Not a single appointee who has testified before Congress — including Ambassador to the European Union Gordon Sondland, a donor who Trump has called a “great American” — has denied the existence of these quid pro quo exchanges. Even Mulvaney has conceded that Trump engaged in quid pro quos, claiming arrangements like these happen “all the time with foreign policy.”

But we didn’t need these witness accounts, and we didn’t need the day-long contemplation of constitutional law that we got on Tuesday. Because Trump’s solicitations of bribes are right there in the document released by the White House. The transcript is the smoking gun. Trump may even realize that himself: He attempted to explain away the “do us a favor” line in a tweet late Wednesday night, saying “with the word ‘us’ I am referring to the United States, our Country.”

This is not to say there haven’t been revelations over the course of the House investigation.
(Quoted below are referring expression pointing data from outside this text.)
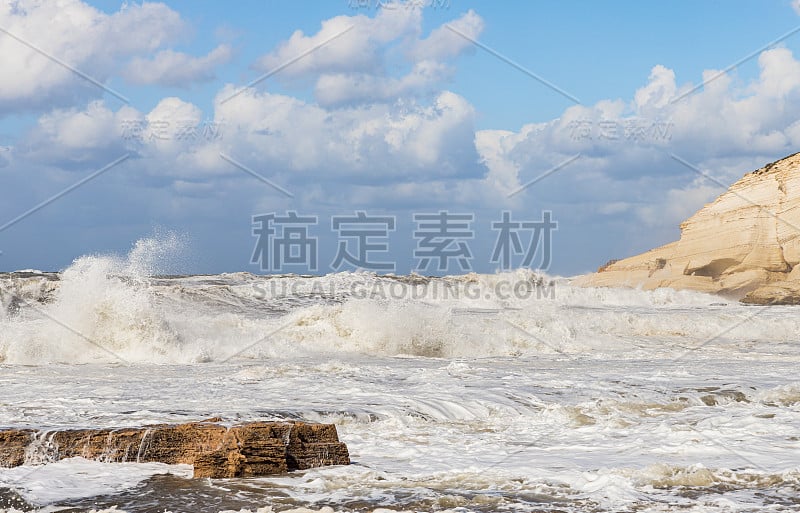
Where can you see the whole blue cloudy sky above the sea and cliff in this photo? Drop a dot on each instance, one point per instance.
(211, 123)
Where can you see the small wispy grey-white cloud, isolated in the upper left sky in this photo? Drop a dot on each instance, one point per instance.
(171, 68)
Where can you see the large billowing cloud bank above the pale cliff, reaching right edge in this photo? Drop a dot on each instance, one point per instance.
(723, 129)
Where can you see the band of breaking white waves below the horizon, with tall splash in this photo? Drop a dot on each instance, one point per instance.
(107, 308)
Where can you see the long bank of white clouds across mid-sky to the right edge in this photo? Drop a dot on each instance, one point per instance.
(412, 150)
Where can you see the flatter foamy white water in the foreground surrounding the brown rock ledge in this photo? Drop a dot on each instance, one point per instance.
(427, 434)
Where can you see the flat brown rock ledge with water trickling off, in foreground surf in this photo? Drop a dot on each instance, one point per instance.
(216, 451)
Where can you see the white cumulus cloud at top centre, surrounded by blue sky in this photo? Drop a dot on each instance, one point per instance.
(357, 59)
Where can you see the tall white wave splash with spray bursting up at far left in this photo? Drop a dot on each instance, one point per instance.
(102, 310)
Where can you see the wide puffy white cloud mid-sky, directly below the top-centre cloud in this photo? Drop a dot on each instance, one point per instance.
(378, 142)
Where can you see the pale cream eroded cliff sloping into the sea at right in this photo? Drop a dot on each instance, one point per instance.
(745, 245)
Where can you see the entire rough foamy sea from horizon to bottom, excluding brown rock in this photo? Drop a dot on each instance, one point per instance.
(508, 392)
Indeed, almost every day, we’re finding out new ways in which Trump and Rudolph W. Giuliani, acting as his personal lawyer, pressured Ukraine into investigating Biden. Nor is it to say that Trump couldn’t also be guilty of additional high crimes. Specifically, his efforts to obstruct Congress’s investigation into his conduct aren’t only impeachable, they’re unprecedented: Even Nixon’s administration was more transparent than this one.

But when Democrats spend their time trying to explain the limits of executive privilege to the American people — or when they focus on new revelations — it can seem like they’re still searching for evidence, like there’s still some kind of mystery. But in reality, we’ve known the truth for months: Trump’s conduct during his July 25 phone call with Zelensky, alone, provided Congress with clear grounds for impeachment.

As a member of Congress explained in 2008, “This business of high crimes and misdemeanors goes to the question of whether the person serving as President of the United States put their own interests, their personal interests, ahead of public service.” The congressman who said that was a backbencher from Indiana, who went on to become vice president.

Mike Pence was right: Our founders included impeachment in the Constitution so we could remove any president guilty of “the abuse or violation of some public trust,” as Alexander Hamilton wrote in Federalist No. 65. That’s exactly what Trump did in his “perfect” phone call with Zelensky. And it’s more than sufficient reason to remove him from office — no matter what we find out next.